Democratic Progressive Party (DPP) Chairperson Tsai Ying-jeou (蔡英文) unveiled her education policy yesterday, pledging to implement a mandatory 12-year school program in one fell swoop if she is elected in January’s presidential election.
The compulsory education system now includes six years of elementary school and three years of junior-high school.
President Ma Ying-jeou’s (馬英九) administration has said it plans to expand compulsory education to 12 years by 2014, and will implement the plan in stages.
Tsai said that if she won in January, the DPP’s goal was to implement the expanded 12-year program at one time, rather than dividing it up in stages.
She said she hoped the next generation would be more cultured and enjoy a healthier educational environment than this generation has.
The DPP wants to provide an equal chance for education through subsidies and public policies, Tsai said, adding that it would focus its educational investment and student subsidies programs in remote and disadvantaged areas in order to reduce the gap between urban and rural areas as well as the gap between rich and poor.

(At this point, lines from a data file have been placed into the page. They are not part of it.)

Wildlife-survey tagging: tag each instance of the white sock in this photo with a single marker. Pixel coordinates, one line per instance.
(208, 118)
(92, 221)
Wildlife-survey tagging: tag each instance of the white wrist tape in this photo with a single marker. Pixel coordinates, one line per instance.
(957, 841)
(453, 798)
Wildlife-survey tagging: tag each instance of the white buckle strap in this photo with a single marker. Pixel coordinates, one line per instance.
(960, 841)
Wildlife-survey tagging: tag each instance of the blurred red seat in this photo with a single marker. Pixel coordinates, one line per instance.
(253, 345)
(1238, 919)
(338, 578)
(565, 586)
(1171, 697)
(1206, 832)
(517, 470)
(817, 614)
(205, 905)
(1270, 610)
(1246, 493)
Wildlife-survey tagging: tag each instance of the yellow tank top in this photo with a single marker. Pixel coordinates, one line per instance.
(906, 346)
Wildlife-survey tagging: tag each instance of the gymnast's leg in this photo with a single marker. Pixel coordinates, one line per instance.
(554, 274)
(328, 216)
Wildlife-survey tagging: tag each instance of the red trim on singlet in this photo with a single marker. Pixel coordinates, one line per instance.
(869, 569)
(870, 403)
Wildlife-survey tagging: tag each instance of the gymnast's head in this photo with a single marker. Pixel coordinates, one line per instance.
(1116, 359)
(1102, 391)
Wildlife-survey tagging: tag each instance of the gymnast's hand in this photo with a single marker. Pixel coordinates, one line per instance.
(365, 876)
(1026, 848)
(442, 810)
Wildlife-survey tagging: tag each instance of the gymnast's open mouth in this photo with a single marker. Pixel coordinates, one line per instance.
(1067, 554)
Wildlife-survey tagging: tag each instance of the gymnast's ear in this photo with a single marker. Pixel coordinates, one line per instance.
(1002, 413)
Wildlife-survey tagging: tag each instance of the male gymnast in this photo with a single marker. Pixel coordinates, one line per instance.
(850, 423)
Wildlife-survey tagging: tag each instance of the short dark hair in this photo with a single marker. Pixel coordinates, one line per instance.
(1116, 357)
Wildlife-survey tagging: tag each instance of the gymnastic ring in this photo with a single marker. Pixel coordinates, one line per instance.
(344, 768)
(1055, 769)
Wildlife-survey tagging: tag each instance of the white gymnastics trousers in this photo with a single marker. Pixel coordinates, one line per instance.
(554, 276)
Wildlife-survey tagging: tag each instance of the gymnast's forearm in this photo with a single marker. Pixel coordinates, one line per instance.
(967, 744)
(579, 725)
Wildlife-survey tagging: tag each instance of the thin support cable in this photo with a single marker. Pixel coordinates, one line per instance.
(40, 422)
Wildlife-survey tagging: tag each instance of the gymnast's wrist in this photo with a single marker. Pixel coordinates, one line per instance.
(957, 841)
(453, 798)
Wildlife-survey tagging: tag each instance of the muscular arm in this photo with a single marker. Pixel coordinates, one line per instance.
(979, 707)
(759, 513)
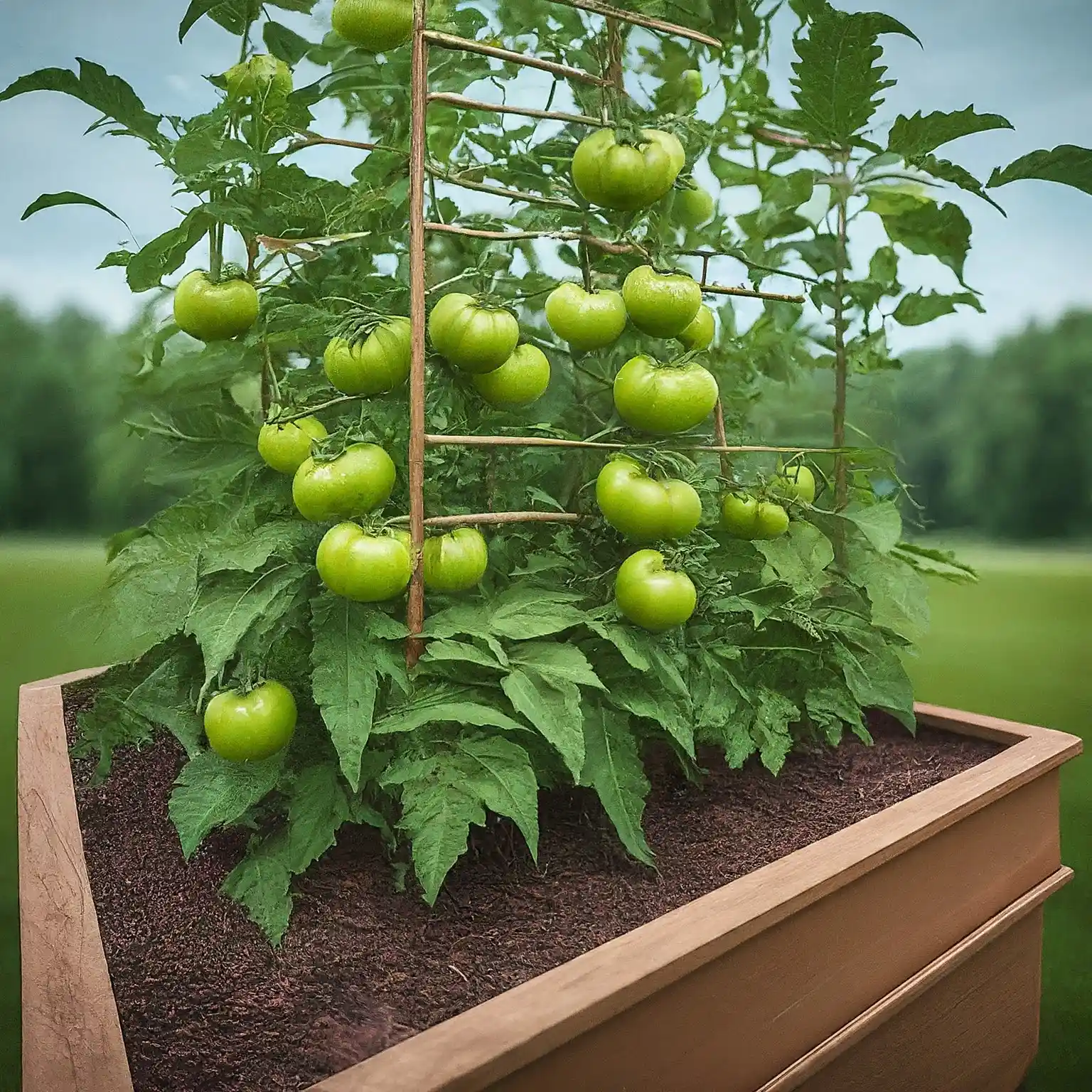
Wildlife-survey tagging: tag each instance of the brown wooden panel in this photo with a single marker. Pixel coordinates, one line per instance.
(975, 1031)
(770, 1000)
(71, 1035)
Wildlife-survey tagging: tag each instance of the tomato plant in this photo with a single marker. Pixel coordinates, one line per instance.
(214, 310)
(642, 508)
(522, 379)
(662, 305)
(664, 397)
(356, 482)
(245, 727)
(363, 567)
(587, 320)
(373, 366)
(472, 336)
(533, 240)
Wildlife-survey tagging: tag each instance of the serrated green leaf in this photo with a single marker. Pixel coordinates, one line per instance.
(1068, 164)
(941, 230)
(916, 308)
(317, 808)
(552, 707)
(212, 792)
(169, 697)
(230, 603)
(67, 197)
(348, 655)
(800, 558)
(770, 729)
(613, 768)
(837, 82)
(260, 884)
(880, 525)
(284, 43)
(441, 706)
(913, 136)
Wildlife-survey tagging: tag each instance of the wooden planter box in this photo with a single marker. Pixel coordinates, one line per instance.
(902, 953)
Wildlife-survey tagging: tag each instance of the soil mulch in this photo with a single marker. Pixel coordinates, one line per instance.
(208, 1006)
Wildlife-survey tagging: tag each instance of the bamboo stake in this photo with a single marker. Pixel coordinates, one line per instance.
(466, 45)
(461, 102)
(646, 21)
(487, 519)
(550, 441)
(606, 245)
(415, 611)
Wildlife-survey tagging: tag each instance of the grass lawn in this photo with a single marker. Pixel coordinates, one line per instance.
(1015, 645)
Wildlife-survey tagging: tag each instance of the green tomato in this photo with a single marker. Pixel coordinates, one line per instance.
(694, 208)
(664, 399)
(472, 338)
(772, 521)
(652, 595)
(519, 381)
(262, 77)
(214, 311)
(662, 305)
(287, 446)
(456, 562)
(587, 320)
(362, 567)
(699, 336)
(796, 482)
(353, 484)
(376, 26)
(627, 176)
(747, 518)
(252, 727)
(645, 509)
(377, 365)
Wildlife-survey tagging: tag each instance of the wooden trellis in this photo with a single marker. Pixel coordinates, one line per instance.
(419, 228)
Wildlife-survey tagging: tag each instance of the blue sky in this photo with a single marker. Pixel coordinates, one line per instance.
(1027, 61)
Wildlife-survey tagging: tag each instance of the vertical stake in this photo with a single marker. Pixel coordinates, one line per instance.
(415, 611)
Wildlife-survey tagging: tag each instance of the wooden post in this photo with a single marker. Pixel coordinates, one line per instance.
(415, 611)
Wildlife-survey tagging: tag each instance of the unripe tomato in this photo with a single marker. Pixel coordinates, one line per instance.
(700, 333)
(645, 509)
(664, 399)
(214, 311)
(472, 338)
(376, 26)
(456, 562)
(355, 483)
(626, 176)
(377, 365)
(519, 381)
(362, 567)
(263, 77)
(287, 446)
(747, 518)
(662, 305)
(652, 595)
(252, 727)
(587, 320)
(694, 208)
(796, 482)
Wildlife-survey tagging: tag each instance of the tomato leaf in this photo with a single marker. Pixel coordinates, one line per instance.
(613, 768)
(353, 648)
(1067, 164)
(211, 792)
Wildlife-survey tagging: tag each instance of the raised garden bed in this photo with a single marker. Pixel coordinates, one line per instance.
(870, 920)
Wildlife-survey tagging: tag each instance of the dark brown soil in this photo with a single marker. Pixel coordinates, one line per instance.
(208, 1006)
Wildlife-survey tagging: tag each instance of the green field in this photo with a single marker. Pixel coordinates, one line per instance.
(1015, 645)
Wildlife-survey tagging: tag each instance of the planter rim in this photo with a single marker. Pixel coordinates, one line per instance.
(507, 1032)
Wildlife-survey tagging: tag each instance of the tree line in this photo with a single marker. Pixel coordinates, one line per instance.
(998, 442)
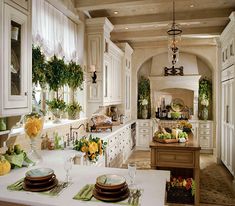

The DPP program would also seek to gradually narrow the ratios of students going to public and private schools, she said.
Tsai’s educational policy would also promote international academic exchanges, including cross-strait programs as long as they do not undermine Taiwanese students’ benefits, the expansion of life-long education to the middle-aged and elderly, especially women, and -provide “course and syllabus adjustments” to develop materials that promote local humanities against a background of globalization.